Seul le revers de la tablette est publié. La face, inédite, est très abîmée et pratiquement illisible. Elle comporte des séries de phrases typiques des clauses de contrat, comme « Il l’a marqué du signe des esclaves et l’a vendu » ou bien « Il payera le grain à son propriétaire »22. Les dix paragraphes du revers reprennent des thèmes traités dans les codes : avortement, adoption, séduction, rupture de contrat ou responsabilité du fait des animaux. Ainsi sont mélangés des paragraphes de lois et des formules contractuelles. La présence d’un colophon indiquant le nom du scribe, Belšunu, est typique d’un travail d’apprenti. Par principe en effet, les tablettes ne sont jamais signées par leurs auteurs, y compris pour les œuvres littéraires, qui restent anonymes. Seuls les débutants se font connaître, peut-être pour justifier les fautes qu’ils commettent. Et en effet, ce document en contient beaucoup : l’écriture du sumérien est défectueuse et l’élève a parfois confondu les lignes23, preuve qu’il travaillait non pas sous la dictée mais en recopiant un modèle qu’il avait sous les yeux. Belšunu était donc manifestement encore à l’école lorsqu’il a rédigé cette tablette, et ne maîtrisait pas complètement les graphies du sumérien juridique. La mention de Nisaba, la déesse de l’écriture, et de Haya son mari, est caractéristique des exercices scolaires de Nippur et d’Ur, ce qui pourrait donner une piste pour la provenance de ce texte. Il arrive aussi que les scribes s’exercent à partir d’une série thématique courte, traitant un sujet juridique particulier.

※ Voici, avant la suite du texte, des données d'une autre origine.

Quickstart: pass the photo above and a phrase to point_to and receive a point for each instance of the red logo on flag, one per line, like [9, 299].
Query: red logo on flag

Ainsi a-t-on retrouvé à Nippur un petit recueil d’une dizaine de paragraphes écrits en sumérien et consacrés à la responsabilité du locataire d’un bœuf24 : [8] § 1 S’il (le locataire du bœuf) détruit l’œil du bœuf, il payera la moitié de sa valeur

22 23 24

Pour une description du contenu de la face, voir M. Roth, Law Collections, p. 42. Par exemple au § 7’, le scribe a placé la séquence « son père et sa mère » une fois de trop, en écrivant : « …et qu’il dit {à son père et à sa mère} : “Je veux t’épouser” ». Editio princeps par M. Civil, « New Sumerian Law Fragments », dans H.G. Güterbock et T. Jacobsen éd., Studies in Honor of Benno Landsberger, Assyriological Studies 16, Chicago, 1965, p. 1-12, spécial. p. 6-8 ; voir en dernier lieu, M. Roth, Law Colections, p. 40-41, et son commentaire dans « The Scholastic Exercise “Laws About Rented Ox” », Journal of Cuneiform Studies 32, 1980, p. 127-146.